Hoje, a Rússia já é o principal fornecedor de diesel ao Brasil, respondendo por mais da metade do consumo importado.
Para o agronegócio, o tema é vital. O diesel é a base do custo logístico da produção brasileira, ou seja, abastece tratores, colheitadeiras, caminhões e secadores de grãos.
O diesel mais barato ajudou a aliviar os custos no campo em anos de juros altos e margens apertadas.
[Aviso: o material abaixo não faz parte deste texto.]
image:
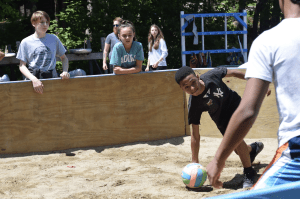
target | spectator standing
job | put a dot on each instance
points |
(157, 50)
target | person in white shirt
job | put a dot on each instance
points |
(157, 50)
(274, 56)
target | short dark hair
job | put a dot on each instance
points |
(38, 15)
(182, 73)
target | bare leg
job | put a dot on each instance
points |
(243, 152)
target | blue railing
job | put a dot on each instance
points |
(184, 23)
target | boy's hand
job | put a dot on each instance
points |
(213, 173)
(38, 86)
(65, 75)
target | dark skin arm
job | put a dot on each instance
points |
(238, 127)
(240, 75)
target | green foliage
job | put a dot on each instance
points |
(75, 19)
(72, 24)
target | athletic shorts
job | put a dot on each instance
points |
(284, 168)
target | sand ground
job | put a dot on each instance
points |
(137, 170)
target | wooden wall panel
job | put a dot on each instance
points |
(91, 111)
(266, 124)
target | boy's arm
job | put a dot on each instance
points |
(65, 65)
(238, 127)
(235, 73)
(119, 70)
(105, 52)
(37, 84)
(241, 75)
(195, 143)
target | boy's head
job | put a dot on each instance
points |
(40, 20)
(189, 81)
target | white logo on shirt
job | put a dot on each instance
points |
(219, 93)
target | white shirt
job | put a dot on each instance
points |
(275, 56)
(155, 55)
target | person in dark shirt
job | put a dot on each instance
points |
(209, 93)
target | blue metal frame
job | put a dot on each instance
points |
(237, 16)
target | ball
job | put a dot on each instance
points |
(194, 175)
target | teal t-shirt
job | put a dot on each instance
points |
(121, 58)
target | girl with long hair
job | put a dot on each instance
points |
(128, 55)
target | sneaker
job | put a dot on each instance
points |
(257, 147)
(247, 182)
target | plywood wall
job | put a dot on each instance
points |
(91, 111)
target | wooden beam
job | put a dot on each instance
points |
(71, 57)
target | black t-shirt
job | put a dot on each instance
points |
(219, 100)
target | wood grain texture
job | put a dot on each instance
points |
(266, 124)
(90, 111)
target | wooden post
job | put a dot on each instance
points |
(88, 43)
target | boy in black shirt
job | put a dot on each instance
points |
(210, 93)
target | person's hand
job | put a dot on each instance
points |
(214, 170)
(155, 65)
(38, 86)
(104, 66)
(65, 75)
Porém, a dependência crescente da Rússia deixa o agro vulnerável: uma mudança brusca na política internacional, ou eventual bloqueio de navios sancionados, poderia disparar os preços e gerar insegurança no abastecimento.
Além disso, se Estados Unidos ou Europa aplicarem sanções secundárias, setores de exportação como soja, carne e café podem ser atingidos, prejudicando diretamente os produtores brasileiros.
Riscos e dilemas
Destaco três principais riscos ao Brasil com a frota fantasma de Vladmir Putin em águas brasileiras:
Ambientais: navios antigos e sem seguro aumentam o risco de acidentes e vazamentos, com potencial de afetar ecossistemas costeiros e até rotas de exportação agrícola.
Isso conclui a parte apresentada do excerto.